C’est la conclusion à laquelle j’en
arrive lorsqu’un troisième gars se pointe au bar. Un habitué celui-là. Le
parfait stéréotype de l’artiste raté, celui qui tente lamentablement de se
convaincre de son grandiose talent en portant un béret, un foulard de soie
verte et de grands cheveux frisés. Malheureusement pour toi, mon grand, tous
les foulards de ce monde ne seront jamais garants de ton succès dans le domaine
artistique. Pis honnêtement, tu ressembles à Passe-Montagne. Mais je m’égare.

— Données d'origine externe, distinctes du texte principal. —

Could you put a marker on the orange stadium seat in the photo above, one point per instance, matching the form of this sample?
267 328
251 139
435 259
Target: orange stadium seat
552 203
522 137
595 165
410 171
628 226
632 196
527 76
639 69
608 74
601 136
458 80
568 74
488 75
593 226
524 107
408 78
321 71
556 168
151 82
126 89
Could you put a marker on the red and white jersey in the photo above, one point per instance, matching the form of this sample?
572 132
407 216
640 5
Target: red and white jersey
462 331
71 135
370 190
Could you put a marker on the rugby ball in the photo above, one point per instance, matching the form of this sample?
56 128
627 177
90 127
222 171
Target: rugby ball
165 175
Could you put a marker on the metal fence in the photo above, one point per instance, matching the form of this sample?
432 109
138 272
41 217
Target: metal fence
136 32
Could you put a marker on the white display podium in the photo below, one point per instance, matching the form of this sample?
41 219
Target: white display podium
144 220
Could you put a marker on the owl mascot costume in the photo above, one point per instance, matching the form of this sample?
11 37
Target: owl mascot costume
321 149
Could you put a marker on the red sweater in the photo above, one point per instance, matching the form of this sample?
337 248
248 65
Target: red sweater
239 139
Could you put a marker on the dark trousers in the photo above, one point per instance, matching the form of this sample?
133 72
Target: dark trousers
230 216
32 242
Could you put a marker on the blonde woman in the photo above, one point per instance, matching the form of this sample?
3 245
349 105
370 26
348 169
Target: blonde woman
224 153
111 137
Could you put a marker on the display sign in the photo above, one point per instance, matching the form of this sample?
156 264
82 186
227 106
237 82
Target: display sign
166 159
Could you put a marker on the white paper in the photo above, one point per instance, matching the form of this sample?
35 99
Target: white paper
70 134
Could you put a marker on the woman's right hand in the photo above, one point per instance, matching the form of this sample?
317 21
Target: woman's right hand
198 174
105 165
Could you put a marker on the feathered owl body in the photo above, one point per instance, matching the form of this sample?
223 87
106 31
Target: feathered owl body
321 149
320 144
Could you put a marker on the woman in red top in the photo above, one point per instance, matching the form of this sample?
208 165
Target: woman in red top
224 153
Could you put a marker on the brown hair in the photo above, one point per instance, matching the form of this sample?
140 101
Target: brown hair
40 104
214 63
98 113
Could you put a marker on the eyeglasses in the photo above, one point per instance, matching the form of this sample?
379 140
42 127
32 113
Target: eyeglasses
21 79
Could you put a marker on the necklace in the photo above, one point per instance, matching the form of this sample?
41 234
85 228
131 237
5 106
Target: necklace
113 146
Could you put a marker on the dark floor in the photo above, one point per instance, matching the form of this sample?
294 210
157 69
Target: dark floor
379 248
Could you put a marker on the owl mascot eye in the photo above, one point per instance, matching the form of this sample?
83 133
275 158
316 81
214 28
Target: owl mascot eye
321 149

Ai-je vraiment besoin de spécifier que mon gentil serveur s’apprête à m’ignorer
une troisième fois? C’en est trop. Alors que le wannabe ouvre la bouche et déclare : -J’vas prendre… Je lève mon bras et je
dis : -Euh, scusez???
Le barman daigne enfin me regarder.
Pas avec l’air franchement désolé de celui qui vient de faire poireauter une
cliente pendant 15 minutes. Nenon. Plutôt avec un air de : « Quéssé
tu veux, mon hostie de fatigante? »
Pendant ce temps, mon hippie
défraîchi rate une occasion en or de fermer sa gueule, me confirmant du même
coup l’étendue de sa profonde nullité : -Euh, ouais, j’pense qu’elle était
là avant moi, huhuhu.
Okay, le grand. Jusque-là, ça aurait
pu passer pour un simple moment d’étourderie. Genre, tu m’as pas vue, comme le
barman. Mais maintenant, avec ton petit commentaire innocent, tu viens de me
confirmer ton intention flagrante et délibérée de me dépasser sans scrupules.
J’ai fini par l’avoir, mon hostie
de bière. Sans un mot, sans un sourire, pas même un merci de la part du barman.
Seulement un air bête et l’impression de le déranger. Après quoi il est
retourné rire et niaiser avec le frisé de tout à l’heure.
Le show était nul. Je ne
retournerai plus à cet endroit.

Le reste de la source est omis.